Of course, there are others who just can’t dance, are unwilling to ever lose themselves in anything, much less ever get lost. And often they squelch the joy in others. Years ago, when I was single and speaking at a Bible conference in Virginia, I asked my daughters if they wanted to go out for ice cream. They squealed and ran to the minivan. When they got there, they said, “Can we ask Emily and her mom to go to?” Emily was a girl the same age as one of them, and Emily’s mom was a young widow, a very pretty young widow. Of course, they had already invited them.

So I said, “Sure, let’s go, I’m buying,” and off we went, all of us. It was completely innocent. We went for ice cream, brought the cones back to the conference center, got out of the car. Then one of my girls said, “Come on, Emily, let’s go to the playground.” They start to run off, and Emily’s mom yells, “Emily, you walk like a lady. You behave now, you hear?” It took all the air out of the little girl’s tires.

Later that evening, one of my girls said, “What’s wrong with Emily’s mom?” I said, “What do you mean?” She said, in a seven-year-old’s wisdom, “She didn’t want her kid to have any fun.”

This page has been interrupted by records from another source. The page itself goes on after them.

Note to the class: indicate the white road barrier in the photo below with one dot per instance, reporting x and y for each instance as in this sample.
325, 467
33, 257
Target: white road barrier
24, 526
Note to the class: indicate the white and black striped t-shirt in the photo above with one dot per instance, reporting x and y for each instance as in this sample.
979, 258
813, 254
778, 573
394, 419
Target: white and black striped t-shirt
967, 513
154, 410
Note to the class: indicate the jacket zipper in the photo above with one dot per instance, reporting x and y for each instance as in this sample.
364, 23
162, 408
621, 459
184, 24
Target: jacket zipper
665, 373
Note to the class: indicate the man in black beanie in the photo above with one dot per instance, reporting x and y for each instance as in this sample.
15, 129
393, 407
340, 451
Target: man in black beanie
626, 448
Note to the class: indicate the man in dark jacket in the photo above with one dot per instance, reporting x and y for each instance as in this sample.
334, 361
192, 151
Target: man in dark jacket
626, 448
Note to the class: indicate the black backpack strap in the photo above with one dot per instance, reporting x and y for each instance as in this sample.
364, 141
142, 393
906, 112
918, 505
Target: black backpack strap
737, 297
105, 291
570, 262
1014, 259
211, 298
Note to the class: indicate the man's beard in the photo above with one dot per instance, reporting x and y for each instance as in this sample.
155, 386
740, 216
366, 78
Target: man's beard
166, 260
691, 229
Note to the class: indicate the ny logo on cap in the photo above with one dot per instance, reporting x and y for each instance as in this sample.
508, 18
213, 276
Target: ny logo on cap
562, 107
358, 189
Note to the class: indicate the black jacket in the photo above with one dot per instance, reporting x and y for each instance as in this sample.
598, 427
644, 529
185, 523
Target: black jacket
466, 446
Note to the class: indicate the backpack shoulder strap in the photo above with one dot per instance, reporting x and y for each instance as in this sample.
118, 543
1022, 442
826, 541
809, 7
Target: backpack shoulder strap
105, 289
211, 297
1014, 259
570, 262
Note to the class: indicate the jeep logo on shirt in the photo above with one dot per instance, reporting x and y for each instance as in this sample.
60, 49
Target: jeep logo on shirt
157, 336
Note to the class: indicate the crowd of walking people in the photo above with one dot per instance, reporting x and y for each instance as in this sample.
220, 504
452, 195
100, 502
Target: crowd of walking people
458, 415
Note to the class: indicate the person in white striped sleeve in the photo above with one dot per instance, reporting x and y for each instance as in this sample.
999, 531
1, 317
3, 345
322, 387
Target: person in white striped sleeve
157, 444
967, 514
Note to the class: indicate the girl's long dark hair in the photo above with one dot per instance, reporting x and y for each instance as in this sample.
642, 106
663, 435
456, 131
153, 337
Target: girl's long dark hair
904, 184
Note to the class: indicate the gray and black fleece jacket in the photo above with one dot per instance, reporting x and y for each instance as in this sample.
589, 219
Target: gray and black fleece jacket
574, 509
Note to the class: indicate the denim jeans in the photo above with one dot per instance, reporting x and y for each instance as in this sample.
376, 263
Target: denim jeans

I’ve often wondered when we stopped letting kids be kids. For that matter, when did we tell adults to stop being kids? If the Bible story today has any juice, it’s about the experience of pure joy, the availability of delight, and the possibility of ecstasy.

Do you remember the last phrase from today’s opening first hymn? “Lost in wonder, love, and praise.” The selection was intentional, because it points to a primary aim of the Christian life. To be caught up in the moments when everything clicks, to be intoxicated by the deep truth that we are alive because God is alive. It is OK to lose ourselves in wonder, OK to love so deeply that we give ourselves away, OK to be caught up in the thunderous work of praise. It’s more than OK, because the things are real, as God is real.

“Lost in wonder, love, and praise.” I happen to believe this is what heaven is like – not merely “then” but “now” - and I also happen to believe that Jesus, the Son of David, comes to bring heaven to earth – to unite them in such a way that the joy of heaven begins here and now, right here, and continues forever.

And I also happen to believe a few things about hell. Hell is a place where uptight people fight about which dinner fork to use, or bicker over the proper dress code at a banquet where the main course is a cold steak, and they argue vehemently with one another over the precise time when the meal will be served and everybody keeps watching the clock.

You know what? I’d rather be lost in wonder, love, and praise. This is why: life is full of challenges. Every day is not a good day. But when the good days come, they are always a gift, and they have the power to carry us through all the days and nights that aren’t so good.  

As the David story moves on from here, it’s going to have some bumps. He will resume fighting against the Philistines, and start fighting the Ammonites and the Arameans. One day in the palace, he will spy another man’s wife and decide to steal her, and then try to pretend that God isn’t watching. He will lose a child in birth, and later he will lose another child who rebelled and tried to kill him. His palace will be full of all kinds of bad behavior, and it will wear him out.

Yet beyond it all, is the memory of this day, a good day. Beyond it all is the hope that tomorrow could also be a good day. Beyond it is the truth that God rules over all of us, that tragedy may be real but it never has the last word on us, that pain and difficulty come to all of us but God invites us through and beyond all the pain and difficulty, that death comes to each of us but life continues, and it continues abundantly.

There’s something so much more than the brokenness that we know so well. It’s the joy, joy as if from the other side, beckoning us forward and setting us free. So dance, David, dance. Even if your wife complains and the winds blow against you. Even if the guy driving the ox cart makes a terrible mistake, keep dancing. Push the rhythm of that tambourine. Stomp your feet. Raise your hands.

Lose yourself in something so much greater than yourself. Lose yourself in joy. Lose yourself in love. Lose yourself in praise. Lose yourself in God; for then, you will not be lost but found.